Выбрать главу

Дружинники и тиун пересчитывают шкуры и ворохами относят на княжеские подводы.

На погосте – теснота, гул, галдеж, пьяные песни, драка. Всюду снуют бородатые старосты, перед которыми расступаются смерды. Снуют хмельные парни, заглядывающиеся на молодок. Дородные жены местных вотчинников, в лисьих и собольих шубах, толпятся подле лавок с женскими украшениями. На разостланных рогожах и дерюгах лежат кучи стеклянных бус, кольца, серьги, серебряные браслеты, греческие паволоки. Женщины, обдувая дыханием руки, нанизывают на них украшения. Бородатые, в овчинных тулупах купцы клянутся Перуном, Велесом, Дажьбогом, расхваливая свои товары. Мужья сердито бранят навязчивых жен.

Вдоль погоста бабы в дубленых шубах несут закутанные корчаги, глиняные горшки, медные чаши, деревянные ведра. Смерды толпятся подле приезжих купцов, прицениваются и рассматривают гарпуны, багры, крючки, иглы для плетения сетей. Дружинники скупают седла, стрелы, удила, колчаны. Всеобщее оживление заражало всех.

Появились скоморохи с медведем на цепи, начали показывать, как он пляшет, а сами били в бубны, играли на дудках, непристойно кочевряжились под неистовый хохот и гогот толпы. Из изб доносились веселые крики, хлопали то и дело двери шинков, и на улицу вылетали вместе с криками густые облака пара. Ухватив за длинные полы медвежьего тулупа, везли по снегу холопы свалившегося во хмелю брюхатого боярина. Толпа осыпала их сочными, солеными шутками.

Князь остался очень доволен обилием здесь товаров, людей, веселья. Приказал отправить оброки во двор Малуши, а сам пошел чинить суд. Это была утомительная процедура, но он занимался ею всегда охотно, когда выезжал за пределы столицы, потому что много было жалоб дельных. Тут он сталкивался с внутренней повседневной жизнью своей державы, проникал в истоки неурядиц, которых терпеть не мог.

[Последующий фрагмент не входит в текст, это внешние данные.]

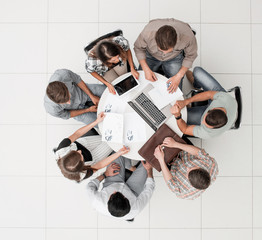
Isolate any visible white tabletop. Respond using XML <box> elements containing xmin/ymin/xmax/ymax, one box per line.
<box><xmin>97</xmin><ymin>71</ymin><xmax>187</xmax><ymax>160</ymax></box>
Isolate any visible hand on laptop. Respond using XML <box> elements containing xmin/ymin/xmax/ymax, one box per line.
<box><xmin>144</xmin><ymin>68</ymin><xmax>157</xmax><ymax>82</ymax></box>
<box><xmin>154</xmin><ymin>145</ymin><xmax>165</xmax><ymax>162</ymax></box>
<box><xmin>131</xmin><ymin>69</ymin><xmax>139</xmax><ymax>80</ymax></box>
<box><xmin>107</xmin><ymin>83</ymin><xmax>116</xmax><ymax>95</ymax></box>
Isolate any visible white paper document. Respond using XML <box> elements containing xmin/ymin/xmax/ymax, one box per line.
<box><xmin>148</xmin><ymin>79</ymin><xmax>183</xmax><ymax>109</ymax></box>
<box><xmin>124</xmin><ymin>112</ymin><xmax>146</xmax><ymax>144</ymax></box>
<box><xmin>103</xmin><ymin>93</ymin><xmax>126</xmax><ymax>113</ymax></box>
<box><xmin>102</xmin><ymin>113</ymin><xmax>124</xmax><ymax>143</ymax></box>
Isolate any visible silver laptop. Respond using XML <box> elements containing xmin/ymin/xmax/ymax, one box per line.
<box><xmin>128</xmin><ymin>84</ymin><xmax>172</xmax><ymax>131</ymax></box>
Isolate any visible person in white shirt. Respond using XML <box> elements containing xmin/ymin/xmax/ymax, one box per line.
<box><xmin>87</xmin><ymin>156</ymin><xmax>155</xmax><ymax>221</ymax></box>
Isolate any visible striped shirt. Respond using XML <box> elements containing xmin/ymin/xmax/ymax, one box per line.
<box><xmin>167</xmin><ymin>149</ymin><xmax>218</xmax><ymax>200</ymax></box>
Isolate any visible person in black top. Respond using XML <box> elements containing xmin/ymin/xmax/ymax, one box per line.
<box><xmin>55</xmin><ymin>112</ymin><xmax>131</xmax><ymax>182</ymax></box>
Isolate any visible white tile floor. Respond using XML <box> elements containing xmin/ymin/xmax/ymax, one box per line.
<box><xmin>0</xmin><ymin>0</ymin><xmax>262</xmax><ymax>240</ymax></box>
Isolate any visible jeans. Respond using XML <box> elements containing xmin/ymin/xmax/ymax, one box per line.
<box><xmin>140</xmin><ymin>52</ymin><xmax>184</xmax><ymax>89</ymax></box>
<box><xmin>103</xmin><ymin>156</ymin><xmax>147</xmax><ymax>196</ymax></box>
<box><xmin>74</xmin><ymin>84</ymin><xmax>106</xmax><ymax>128</ymax></box>
<box><xmin>187</xmin><ymin>67</ymin><xmax>226</xmax><ymax>125</ymax></box>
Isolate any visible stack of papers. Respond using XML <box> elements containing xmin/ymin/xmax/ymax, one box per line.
<box><xmin>102</xmin><ymin>112</ymin><xmax>146</xmax><ymax>144</ymax></box>
<box><xmin>148</xmin><ymin>79</ymin><xmax>183</xmax><ymax>109</ymax></box>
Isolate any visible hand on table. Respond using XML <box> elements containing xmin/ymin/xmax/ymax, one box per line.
<box><xmin>105</xmin><ymin>163</ymin><xmax>120</xmax><ymax>177</ymax></box>
<box><xmin>144</xmin><ymin>68</ymin><xmax>157</xmax><ymax>82</ymax></box>
<box><xmin>131</xmin><ymin>69</ymin><xmax>139</xmax><ymax>80</ymax></box>
<box><xmin>107</xmin><ymin>83</ymin><xmax>116</xmax><ymax>95</ymax></box>
<box><xmin>91</xmin><ymin>95</ymin><xmax>100</xmax><ymax>106</ymax></box>
<box><xmin>117</xmin><ymin>146</ymin><xmax>130</xmax><ymax>156</ymax></box>
<box><xmin>162</xmin><ymin>137</ymin><xmax>176</xmax><ymax>148</ymax></box>
<box><xmin>167</xmin><ymin>74</ymin><xmax>182</xmax><ymax>93</ymax></box>
<box><xmin>96</xmin><ymin>112</ymin><xmax>106</xmax><ymax>123</ymax></box>
<box><xmin>170</xmin><ymin>104</ymin><xmax>181</xmax><ymax>117</ymax></box>
<box><xmin>154</xmin><ymin>145</ymin><xmax>165</xmax><ymax>162</ymax></box>
<box><xmin>87</xmin><ymin>105</ymin><xmax>97</xmax><ymax>112</ymax></box>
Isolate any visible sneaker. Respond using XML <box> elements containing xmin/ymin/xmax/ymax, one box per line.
<box><xmin>186</xmin><ymin>70</ymin><xmax>194</xmax><ymax>86</ymax></box>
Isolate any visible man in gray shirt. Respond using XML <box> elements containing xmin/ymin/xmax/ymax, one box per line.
<box><xmin>44</xmin><ymin>69</ymin><xmax>106</xmax><ymax>124</ymax></box>
<box><xmin>134</xmin><ymin>18</ymin><xmax>197</xmax><ymax>92</ymax></box>
<box><xmin>171</xmin><ymin>67</ymin><xmax>237</xmax><ymax>139</ymax></box>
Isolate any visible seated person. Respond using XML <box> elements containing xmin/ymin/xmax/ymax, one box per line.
<box><xmin>154</xmin><ymin>137</ymin><xmax>218</xmax><ymax>200</ymax></box>
<box><xmin>87</xmin><ymin>157</ymin><xmax>155</xmax><ymax>220</ymax></box>
<box><xmin>44</xmin><ymin>69</ymin><xmax>105</xmax><ymax>124</ymax></box>
<box><xmin>171</xmin><ymin>67</ymin><xmax>237</xmax><ymax>139</ymax></box>
<box><xmin>134</xmin><ymin>18</ymin><xmax>197</xmax><ymax>93</ymax></box>
<box><xmin>55</xmin><ymin>112</ymin><xmax>129</xmax><ymax>182</ymax></box>
<box><xmin>85</xmin><ymin>31</ymin><xmax>139</xmax><ymax>94</ymax></box>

В просторной теплой избе уже были разостланы на дубовых скамьях медвежьи шкуры для князя и его дружинников и помощников. На пол брошены собольи одеяла. Князь, как то диктовал обычай, сменил свой дорожный тяжелый тулуп на богатое торжественное синее корано – широкую накидку, богато украшенную, такую носили и бояре. Под нею была надета шелковая рубаха вместо льняной, как у смерда, которую князь носил в походах. Обулся в сапоги из мягкого желтого сафьяна и на голову нахлобучил бобровую сферической формы шапку с желтым верхом. В таком важном виде князь принимал жалобщиков. Поодаль стоял меченоша – гридь, он держал княжеский меч и щит – знаки верховной власти. Рядом с князем сидел Свенельд, искушенный в кляузных делах, истолкователь неписаного векового обычного права.

Около дома уже шумели и толкались всех категорий обиженные, ища защиты – праведного суда, управы на притеснителей и обидчиков. Особенно было много недовольных закупов, которые пеняли на тяжелые условия работы, и смердов, стонущих под игом невыносимых поборов. Привели смерда, убившего вора. Смерд застал его в момент, когда тот хотел похитить куницу, попавшую в западню. Смерд, согласно обычаю, захлестнул его шею веревкой и вздернул вора на высокое и крепкое дерево. Вор остался висеть до тех пор, пока не превратился в бесформенную массу. Родные признали его по сохранившейся пряжке на ремне. Они требовали возмездия.

– Сопротивлялся ли вор, когда ты его застал и хотел привести к старосте? – спросил Святослав.

– Он даже укусил мне палец.

– Ты свободен, – сказал Святослав. – Вор, сопротивляющийся задержке, может быть убит на месте. Таков обычай отцов.

Потом явилась женщина, заявившая, что приехавший с князем дружинник и переночевавший у ней в избе, напившись, обесчестил ее. Князь велел позвать дружинника. Дружинник заявил, что это – «поклёп». Вдова сама имела явное намерение переспать с ним, но потребовала за это две кадки меду и две куны. И когда он не согласился, она пришла с грязным наветом отомстить за неудачу. Князь поглядел на плачущую в кути жену смерда, убитую горем, на самодовольного упитанного и богато одетого дружинника и приказал:

– Отрубите ему голову при народе, чтобы и другим не было повадно. И объявить по всем погостам, так будет поступлено со всяким, кто нарушает целомудрие.